Онузский посол оправил растрепавшиеся на ветру соломенные волосы, шмыгнул курносым новом и, подбоченясь, громко крикнул ломающимся юношеским голоском:
— Мне воеводу вашего надобно, беседу держать!
— А гривну тебе золотую на шею не надобно? — пробасил Могута, от чего по лагерю прокатился задорный хохот.
— И от гривны не откажусь, — с достоинством выпрямил спину парнишка, — но сперва воеводу.
— Кто таков? — рявкнул на него Якун.
— А ты воевода? — с сомнением посмотрел на него переговорщик.
— Ну, допустим, — скрестил руки на груди сотник.
— Врешь, воевода ваш вон тот, — безошибочно указал на стоящего поодаль Любима паренек.
Воины опять дружно загоготали, Якушка раздраженно сжал кулаки:
— Сказывай чего надо, заморыш, покуда в Дону не утопили, — прикрикнул он, угрожающе наступая на онузского отрока.

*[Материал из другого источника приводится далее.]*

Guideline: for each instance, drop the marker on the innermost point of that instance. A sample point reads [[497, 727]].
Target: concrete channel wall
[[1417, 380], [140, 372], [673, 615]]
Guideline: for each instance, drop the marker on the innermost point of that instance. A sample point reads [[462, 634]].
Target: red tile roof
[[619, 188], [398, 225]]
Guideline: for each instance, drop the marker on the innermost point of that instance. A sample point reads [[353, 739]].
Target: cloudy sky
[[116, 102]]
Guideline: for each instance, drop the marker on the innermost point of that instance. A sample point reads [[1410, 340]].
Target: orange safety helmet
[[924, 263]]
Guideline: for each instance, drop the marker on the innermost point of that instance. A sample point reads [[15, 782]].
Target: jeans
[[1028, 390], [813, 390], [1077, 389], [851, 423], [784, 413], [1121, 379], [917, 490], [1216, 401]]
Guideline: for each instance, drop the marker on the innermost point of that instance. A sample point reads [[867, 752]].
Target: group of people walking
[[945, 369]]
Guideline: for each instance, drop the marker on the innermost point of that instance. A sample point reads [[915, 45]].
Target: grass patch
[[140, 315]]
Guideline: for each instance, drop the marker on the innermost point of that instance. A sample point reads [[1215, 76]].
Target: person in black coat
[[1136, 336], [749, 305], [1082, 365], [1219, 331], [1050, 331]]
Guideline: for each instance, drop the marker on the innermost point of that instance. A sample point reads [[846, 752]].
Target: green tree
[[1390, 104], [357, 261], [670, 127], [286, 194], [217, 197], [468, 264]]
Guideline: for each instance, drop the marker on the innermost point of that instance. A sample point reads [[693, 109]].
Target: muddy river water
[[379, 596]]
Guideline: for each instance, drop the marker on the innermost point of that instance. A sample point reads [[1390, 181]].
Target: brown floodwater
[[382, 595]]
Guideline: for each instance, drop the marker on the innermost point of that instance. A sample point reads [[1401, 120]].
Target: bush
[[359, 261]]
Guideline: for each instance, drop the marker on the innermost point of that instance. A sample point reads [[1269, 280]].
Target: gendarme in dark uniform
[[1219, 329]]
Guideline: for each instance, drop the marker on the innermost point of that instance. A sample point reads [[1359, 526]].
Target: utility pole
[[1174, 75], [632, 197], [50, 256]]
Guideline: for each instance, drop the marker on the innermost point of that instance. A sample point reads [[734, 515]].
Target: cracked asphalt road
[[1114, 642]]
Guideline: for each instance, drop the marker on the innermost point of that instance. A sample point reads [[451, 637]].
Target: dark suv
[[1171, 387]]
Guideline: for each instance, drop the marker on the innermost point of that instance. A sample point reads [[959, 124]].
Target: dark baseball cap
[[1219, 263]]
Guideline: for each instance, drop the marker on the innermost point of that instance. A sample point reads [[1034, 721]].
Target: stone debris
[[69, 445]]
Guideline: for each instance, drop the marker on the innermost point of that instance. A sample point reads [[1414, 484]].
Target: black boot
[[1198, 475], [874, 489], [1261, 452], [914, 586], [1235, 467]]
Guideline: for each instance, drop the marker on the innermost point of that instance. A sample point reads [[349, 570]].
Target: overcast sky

— Оставь, — резко крикнул Любим. — Эй, переговорщик, сюда иди!
Паренек, удостоив Яуна презрительным взглядом, подошел к владимирскому воеводе.
— Как звать? — с привычной напускной ленцой обратился к нему Любим.
— Вершей кличут.
— И чего тебе надобно, Верша? — прищурился Военежич.
— Тимофей Нилыч, посадник градской, велел спросить — кто вы такие, и чего вам у нас надобно?
— У посадника твоего одни отроки сопливые под рукой? — влез в разговор Якун. — Когда пришлет нарочитых мужей, тогда и поговорим.
— Он и мне доверяет, — огрызнулся, не поворачивая на сотника головы, парнишка.
— Тимофей стрый[32] твой али уй[33]? — по-доброму улыбнулся Любим.
— Отец во Христе, Леонтий я, — удивленно захлопал глазами Верша.
— И милостями крестного отца своего украшен?
— Ну, да, — смутился юноша. — Сирота я, хлопочет обо мне.
— К нам сам вызвался?
— Угу.
— А свиту, сапоги и оружие не одел, потому как боялся, что, ежели лодку перекинет, так с ними не выплыть, на дно утянут?
— И то верно, — горделиво вскинул подбородок юный переговорщик.
— Так вот, Верша-Леонтий, — Любим наклонился к парнишке, — зачем мы здесь, и кто такие — твой крестный отец и сам ведает, а мы скоро выведаем броды, и как только вода сойдет, подступимся. Так что лучше твоему батюшке во Христе со мной лично потолковать. Вижу, очами бродишь — воев моих считаешь.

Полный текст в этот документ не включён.